Зимними вечерами, когда мать скручивала тугую колючую нитку из шерсти овец, остриженных летом, она легко заводила песни - грустные, натужные, где переплелись печаль и любовь, словно черная и красная нити на узоре домотканого ковра. Вышивая сорочку Оресту, она рассказывала о тех, кто погиб или скрылся от властей - деде и отце Ореста. Дед, чья пожелтевшая фотография висела у Ореста над кроватью, был мужественным человеком. Боролся с Красной армией до победного, как он надеялся, конца, но враги победили и дед через Венгрию, Австрию, бежал за кордон. Отец боролся с режимом в казематах, потом вернулся оттудова и, крепко поцеловав жену, уехал в Канаду, откуда присылал открытки на католическое Рождество. Где он, жив ли - на это мать не отвечала. Только крестилась на фотографию да читала молитву за упокой, укутавшись в теплый шерстяной плат. А еще была бабка... Та была совсем глухой, но зато хранила старое, потрепанное знамя, на которое тоже крестилась и молилась. Вот так они все сильно любили родину!
Выучившись на журналиста (сельский университет готовил специалистов всех мастей) Орест уехал в город, потому что это было его мечтой. Трудно представить, что стало бы с юношей, не будь у него в жизни мечты: он бы разочаровался в действительности, стал бандитом, ограбил нищую сберкассу, сел бы на скамью подсудимых, а потом в колонию, откуда вышел глубоким стариком тридцати пяти лет без зубов и с наколками на спине! Таковой была судьба некоторых школьных товарищей Ореста. Но звезда, оберегавшая его, приготовила ему другую судьбу.
Столичный дух моментально окутал Ореста еще на перроне, когда городские десятиэтажные небоскребы окружили бледного юношу, словно стены. Дух этот вовсе не очаровал его, не восхитил и не даже не впечатлил. Он услышал новую речь, которая прежде не оскверняла его уха, которой он раньше избегал, потому не знал и не хотел знать. В этом неродном наречии было что-то враждебное, против чего боролся дед и от чего бежал отец, что кололо слух ему - их сыну и внуку. Называть прямо это наречие не хочется, дабы не оскорбить господ-космополитов, которые зачастую и общаются на нем, обсуждая всякие глупости! Назовем его условно - скажем, "монгольское" наречие.

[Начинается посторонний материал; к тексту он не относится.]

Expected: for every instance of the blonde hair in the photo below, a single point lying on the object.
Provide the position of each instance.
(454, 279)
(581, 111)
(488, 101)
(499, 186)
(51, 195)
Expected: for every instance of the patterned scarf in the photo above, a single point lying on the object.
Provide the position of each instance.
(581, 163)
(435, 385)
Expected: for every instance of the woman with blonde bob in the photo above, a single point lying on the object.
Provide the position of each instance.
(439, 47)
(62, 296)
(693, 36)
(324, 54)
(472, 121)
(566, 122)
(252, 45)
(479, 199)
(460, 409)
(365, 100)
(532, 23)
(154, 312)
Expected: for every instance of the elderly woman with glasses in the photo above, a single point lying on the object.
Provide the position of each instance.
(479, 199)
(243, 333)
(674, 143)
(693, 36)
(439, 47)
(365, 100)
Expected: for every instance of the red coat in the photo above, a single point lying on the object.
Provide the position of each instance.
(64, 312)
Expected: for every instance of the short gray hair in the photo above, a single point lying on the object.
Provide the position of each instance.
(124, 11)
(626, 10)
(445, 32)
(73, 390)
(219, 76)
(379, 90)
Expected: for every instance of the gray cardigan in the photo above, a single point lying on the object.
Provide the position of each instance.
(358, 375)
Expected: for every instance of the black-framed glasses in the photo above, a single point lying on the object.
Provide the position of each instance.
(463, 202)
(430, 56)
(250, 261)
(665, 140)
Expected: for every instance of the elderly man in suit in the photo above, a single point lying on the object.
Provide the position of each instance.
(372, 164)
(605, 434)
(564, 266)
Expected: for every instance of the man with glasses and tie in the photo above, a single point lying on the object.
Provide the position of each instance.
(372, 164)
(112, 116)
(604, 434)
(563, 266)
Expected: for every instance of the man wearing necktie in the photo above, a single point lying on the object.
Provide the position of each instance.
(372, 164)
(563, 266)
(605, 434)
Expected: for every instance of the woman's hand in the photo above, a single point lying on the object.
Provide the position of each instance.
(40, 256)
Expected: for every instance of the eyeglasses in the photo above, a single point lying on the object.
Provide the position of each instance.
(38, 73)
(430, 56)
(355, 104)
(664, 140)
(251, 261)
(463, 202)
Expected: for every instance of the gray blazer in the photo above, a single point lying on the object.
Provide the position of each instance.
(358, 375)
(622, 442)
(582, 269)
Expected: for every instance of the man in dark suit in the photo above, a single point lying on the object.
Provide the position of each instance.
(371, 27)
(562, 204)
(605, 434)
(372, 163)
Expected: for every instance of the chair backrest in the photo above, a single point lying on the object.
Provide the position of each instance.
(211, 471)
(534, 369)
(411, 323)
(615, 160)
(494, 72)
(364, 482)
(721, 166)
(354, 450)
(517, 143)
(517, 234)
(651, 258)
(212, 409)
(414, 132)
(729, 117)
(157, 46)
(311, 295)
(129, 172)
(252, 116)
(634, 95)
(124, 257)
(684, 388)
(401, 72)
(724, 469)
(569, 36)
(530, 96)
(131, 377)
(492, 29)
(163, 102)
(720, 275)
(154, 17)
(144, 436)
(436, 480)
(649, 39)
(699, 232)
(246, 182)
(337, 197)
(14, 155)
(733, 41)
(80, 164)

И вот Орест, этот новый Эмиль, эта ожившая выдумка старика Руссо, вдруг вышел из поезда и очутился прямо посреди Монголии, даже не выезжая из собственной страны! Это страшно! Ему захотелось тут же купить обратный билет и умчаться в свою саламандровую глушь, закрыться в доме, сесть на табуретку со знаменем в руках и ждать, пока из памяти сотрутся малейшие звуки этого монгольского кваканья... На беду денег у него не оказалось: мать наскребла только на один билет - все, что осталось от продажи единственной козы. Она ведь думала, что сын на заработки поедет, заработает и приедет назад с новой козой. А он - струсил, захотел повернуть с дороги, опозорить честь героической семьи, сдаться под напором монголов.
"А ну вас всех!" - решил Орест и пошел к темной дыре в земле, откуда слышался шум и скрежет металлических поверхностей, и куда шли все люди. Так в этот вечер он узнал, что такое метро.